Pierce explains that this is done in several ways. The first is through the program’s introductory course, called "Reflection and Mentoring in Professional Teaching Practice." She describes it as a seminar where students work one-on-one with a faculty member to become better acclimated to the world of teaching.
“It’s really a professional acculturation course for candidates to reflect on what occurs in their classrooms relative to what current research and literature say about teaching practice,” she says. It covers topics including classroom management, teacher identity and diversity, teaching and learning, asking for feedback, and working with mentors.
After completing the introductory course, the alternate route candidates begin taking courses alongside students who are candidates in Rider’s Post-Baccalaureate Teacher Certificate program. Pierce says integrating the classes provides an invaluable benefit.
“In other alternate route programs, candidates get on-the-job experience during the day, and then they tend to take their teacher preparation courses in isolation,” she says. “There is no isolation with Rider. Candidates have the opportunity to work, laugh, and learn with an adult peer group, all of whom are career changers and working toward teacher certification.”
Since many of the post-baccalaureate students are employed in school districts in roles such as aides, paraprofessionals, and substitute teachers, they also provide a valuable perspective that they can share with their classmates.
“They can discuss strategies for designing a curriculum or implementing assessments, and they can also commiserate about common struggles. Our program is really a fertile place for professional induction because you have this built in support system and opportunities for useful and informed discussion—guided by experienced faculty and candidates’ own experiences in various communities, school systems, and grade levels.”

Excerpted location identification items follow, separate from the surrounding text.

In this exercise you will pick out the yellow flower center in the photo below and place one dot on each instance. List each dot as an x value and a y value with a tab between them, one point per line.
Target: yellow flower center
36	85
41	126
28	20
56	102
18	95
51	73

Coursework is designed for students to enhance their overall preparation in teaching and learning, and offers a path to certification in a wide range of subject areas, such as art, business education, dance, ESL, health and physical education, sciences, elementary K-6, English language arts, mathematics, early childhood P-3, social studies, theater, music, and world languages.
The alternate route program also includes a seminar held in conjunction with Rider’s Office of Field Placement and State Certification to help prepare teacher certification candidates for the edTPA, the performance assessment that’s required for candidates to receive their certification.